The book was written to "whistle blow" on the bush war, the scale of which was being kept from the public by the government. It is an exciting read - well paced, honest and graphically depicts some horrific attrocities by ZIPRA/ZANLA terrorists. The author is sympathetic to both sides - except for the senior "nationalist" leaders who are (unfairly) depicted as entirely dishonest and self-interested. Characterisation is perhaps a little simplistic and this edition is full of typographical errors. Certainly the machinations of the SRANC, then the NDP, later ZAPU (still later ZANU) are greatly oversimplified (here simply "The Party"). However as it was not written as a history text or "art" they do not detract from the book's original purpose. Additionally the fictional nature allows the depiction of scenes in a level of detail that would not otherwise be possible.
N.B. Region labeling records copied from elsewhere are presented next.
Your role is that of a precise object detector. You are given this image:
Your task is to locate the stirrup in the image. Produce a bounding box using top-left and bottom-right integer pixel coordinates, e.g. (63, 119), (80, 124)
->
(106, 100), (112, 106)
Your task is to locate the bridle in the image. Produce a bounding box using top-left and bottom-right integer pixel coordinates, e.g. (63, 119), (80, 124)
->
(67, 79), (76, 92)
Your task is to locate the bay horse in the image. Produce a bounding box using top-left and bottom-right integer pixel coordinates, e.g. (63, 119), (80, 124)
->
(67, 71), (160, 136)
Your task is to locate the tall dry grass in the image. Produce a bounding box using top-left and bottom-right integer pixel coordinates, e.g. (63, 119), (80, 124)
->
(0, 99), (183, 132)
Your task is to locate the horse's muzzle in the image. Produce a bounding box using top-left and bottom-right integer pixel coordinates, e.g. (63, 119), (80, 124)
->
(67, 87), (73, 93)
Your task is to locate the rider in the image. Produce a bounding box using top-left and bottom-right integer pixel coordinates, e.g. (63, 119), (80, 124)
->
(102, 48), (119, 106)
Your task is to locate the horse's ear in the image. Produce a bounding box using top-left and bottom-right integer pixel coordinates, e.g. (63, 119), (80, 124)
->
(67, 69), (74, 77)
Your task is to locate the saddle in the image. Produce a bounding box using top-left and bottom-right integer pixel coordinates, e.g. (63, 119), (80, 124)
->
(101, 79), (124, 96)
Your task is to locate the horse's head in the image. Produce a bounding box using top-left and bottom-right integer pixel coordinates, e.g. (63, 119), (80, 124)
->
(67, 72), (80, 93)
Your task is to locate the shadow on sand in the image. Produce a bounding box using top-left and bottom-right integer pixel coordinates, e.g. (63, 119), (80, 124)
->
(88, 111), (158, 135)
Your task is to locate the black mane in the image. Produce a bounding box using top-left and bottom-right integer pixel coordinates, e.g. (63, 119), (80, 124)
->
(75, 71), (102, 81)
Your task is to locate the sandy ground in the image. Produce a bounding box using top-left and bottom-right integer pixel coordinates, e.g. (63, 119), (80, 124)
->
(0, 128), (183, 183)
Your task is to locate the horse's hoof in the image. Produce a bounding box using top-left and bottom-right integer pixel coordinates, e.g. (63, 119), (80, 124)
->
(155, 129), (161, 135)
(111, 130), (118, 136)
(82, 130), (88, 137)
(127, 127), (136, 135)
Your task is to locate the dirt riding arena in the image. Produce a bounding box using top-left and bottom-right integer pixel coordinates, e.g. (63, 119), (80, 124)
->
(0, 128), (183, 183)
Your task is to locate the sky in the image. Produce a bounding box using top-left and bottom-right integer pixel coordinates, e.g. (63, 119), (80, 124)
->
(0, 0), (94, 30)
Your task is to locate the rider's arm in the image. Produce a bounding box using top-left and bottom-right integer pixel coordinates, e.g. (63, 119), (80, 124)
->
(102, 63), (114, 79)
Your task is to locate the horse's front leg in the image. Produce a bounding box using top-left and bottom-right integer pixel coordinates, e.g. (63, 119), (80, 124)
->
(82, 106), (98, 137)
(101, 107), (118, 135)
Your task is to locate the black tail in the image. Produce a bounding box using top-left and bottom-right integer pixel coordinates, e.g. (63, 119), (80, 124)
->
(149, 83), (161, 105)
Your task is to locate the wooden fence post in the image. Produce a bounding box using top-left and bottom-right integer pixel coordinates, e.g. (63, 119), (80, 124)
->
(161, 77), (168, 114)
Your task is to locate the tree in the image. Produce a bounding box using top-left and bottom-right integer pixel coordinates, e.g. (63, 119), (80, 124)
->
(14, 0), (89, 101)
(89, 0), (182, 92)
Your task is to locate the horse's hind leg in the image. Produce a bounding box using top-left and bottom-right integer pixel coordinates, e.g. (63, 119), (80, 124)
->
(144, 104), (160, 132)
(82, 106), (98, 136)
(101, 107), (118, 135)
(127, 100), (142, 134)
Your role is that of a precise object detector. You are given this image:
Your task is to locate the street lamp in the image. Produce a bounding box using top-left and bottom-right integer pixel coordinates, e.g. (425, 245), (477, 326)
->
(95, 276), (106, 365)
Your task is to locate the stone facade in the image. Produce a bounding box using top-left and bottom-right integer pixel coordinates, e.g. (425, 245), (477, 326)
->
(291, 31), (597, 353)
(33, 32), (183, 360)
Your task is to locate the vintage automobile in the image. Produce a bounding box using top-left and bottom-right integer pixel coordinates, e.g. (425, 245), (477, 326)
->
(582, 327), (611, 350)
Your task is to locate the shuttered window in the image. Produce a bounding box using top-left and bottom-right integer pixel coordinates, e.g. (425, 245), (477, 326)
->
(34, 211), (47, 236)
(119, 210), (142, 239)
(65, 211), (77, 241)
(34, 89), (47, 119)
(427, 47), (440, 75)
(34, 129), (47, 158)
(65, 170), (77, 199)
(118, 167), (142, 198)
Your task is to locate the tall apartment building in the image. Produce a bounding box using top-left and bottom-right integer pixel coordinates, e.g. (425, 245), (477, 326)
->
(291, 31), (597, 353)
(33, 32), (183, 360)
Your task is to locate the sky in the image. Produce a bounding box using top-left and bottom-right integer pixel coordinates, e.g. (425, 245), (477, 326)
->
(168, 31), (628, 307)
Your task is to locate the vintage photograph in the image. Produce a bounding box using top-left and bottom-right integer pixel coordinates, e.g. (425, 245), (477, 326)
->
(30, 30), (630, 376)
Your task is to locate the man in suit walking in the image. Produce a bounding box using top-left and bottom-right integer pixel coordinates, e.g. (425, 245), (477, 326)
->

However, Rhodesia is gone, never to return. If Peter STIFF's book is to prove anything other than a "mildly entertaining, fairly informative, historical overview" it must be read in the context both of Zimbabwe today, and counter insurgencies in general. Whatever the original intentions of the founders of the Southern Rhodesia African National Congress (SRANC), and the policies of the Rhodesian government both before and after UDI; the result has been the rule of Zimbabwe by ZANU-PF under a former teacher - Robert MUGABE. Only the most foolish individual can honestly believe that life today for the ordinary Zimbabwean under MUGABE represents any kind of improvement from life under the British in 1956 - more than half a century ago (and lets face it, it wasn't great then).
Today the West appears impotent in the face of the MUGABE regieme. For decades Western policy has been informed by the lazy, insulting and racist view that all black Africans are the same (when in fact they are are the same only in the sense that they are not white). This has been combined with a patronising view of their cultural heritage and a very narrow interpretation of the elusive concept of democracy. The appalling means of ZIPRA and ZANLA terrorists (financed, trained and facillitated by the usual suspects - China, Russia, East Germany, Cuba, North Korea and Libya; together with Tanzania, Ethiopia Mozambique and Zambia), would not, in my view, have justified any ends. As for MUGABE, he joined the Party (then the National Democratic Party - NDP) in 1960. The subequent internal fueding and violence of the "nationalists", leading to MUGABE as the ultimate benificiary, and his current behaviour, must lead to serious doubts as the purity of his motivation personally, and that of ZANU-PF members more genera
lly. These things need to be born in mind when dealing with the current problems of Africa and Zimbabwe, and this is the primary reason why "The Rain Goddess" remains relevent.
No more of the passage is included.